Он перешагнул порог грязной, загаженной комнаты и остановился в узком лезвии света, проникающем в неё через дверной проём. Эта помойка не вызывала у него никаких эмоций, в том числе она не пробуждала в нём присущего всем нормальным людям чувства брезгливости. Он видел притоны куда более омерзительные, чем этот, он видел разложение, царящее в них, видел горы шприцов и пустых бутылок, кучи дерьма, лужи мочи и блевотину, которой было даже больше чем всего остального. Да, блевотины он повидал немало.
Он видел женщин, отдающихся каждому, кто ещё способен был взять их. Женщин, переставших быть женщинами. Ещё он видел мужчин, мозги которых сгнили от непомерного количества выпитого, выкуренного и вколотого, а потому думающих гениталиями, близкими к схожему состоянию. Они не перестали быть мужчинами, они просто переусердствовали в этом нехитром деле.
Иногда, редко-редко, он видел их детей, отвратительных и ограниченных уродцев, копошащихся в ворохах грязного тряпья. Если кто-то из них и не познал сладость алкоголя и разврата, то лишь потому, что были слишком слабы, чтоб взять необходимое силой. А иначе было никак.
Он видел…нет, обычно он больше ничего не видел. Живописная картина поганого притона в большинстве своём ограничивалась всем выше перечисленным. Иногда к этому стандартному набору добавлялись ещё полусгнившие матрасы, снующие между мусорных куч и сливающихся в липком экстазе смердящих тел крысы и большие американские тараканы, да уродливое, но оттого только ещё более чудовищное, оружие, вроде тупых ножей, ржавых водопроводных труб с острой кромкой на месте разрыва или сучковатых досок с торчащими из них загнутыми гвоздями.

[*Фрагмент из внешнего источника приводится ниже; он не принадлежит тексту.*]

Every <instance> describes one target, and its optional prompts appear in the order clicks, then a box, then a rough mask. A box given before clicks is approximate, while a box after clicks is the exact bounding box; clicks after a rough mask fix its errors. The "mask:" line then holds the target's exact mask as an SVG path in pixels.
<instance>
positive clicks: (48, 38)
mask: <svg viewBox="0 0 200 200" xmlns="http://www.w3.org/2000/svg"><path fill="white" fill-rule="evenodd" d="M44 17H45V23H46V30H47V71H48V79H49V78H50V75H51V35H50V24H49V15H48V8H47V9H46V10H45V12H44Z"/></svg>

Гораздо больше он чувствовал без помощи зрения, как бы дико это не звучало. Он вдыхал удушливый смрад дешёвых сигарет, приторно-сладкий аромат горелой травы, вызывающий потуги рвоты запах человеческих испражнений и немытых тел. Запах мужского семени, обильно пролитого мимо неплодоносящих женских тел, запах палёной водки и неразведённого спирта, запах животных, запах разложения, гноящихся язв, запах греха.
Он слышал хриплые стоны опустившихся шлюх и пропитанные нездоровым весельем визги молодых потаскушек. Слышал пьяную ругань и ругань трезвую, но всегда нецензурную и оглушающую, словно раскаты грома. Слышал предсмертные мольбы и радостные возгласы, почти членораздельную речь и совсем уж дикие животные звуки. Слышал вопли, полные боли и страдания, слышал крики полные восторга и обожания, но зачастую путал их.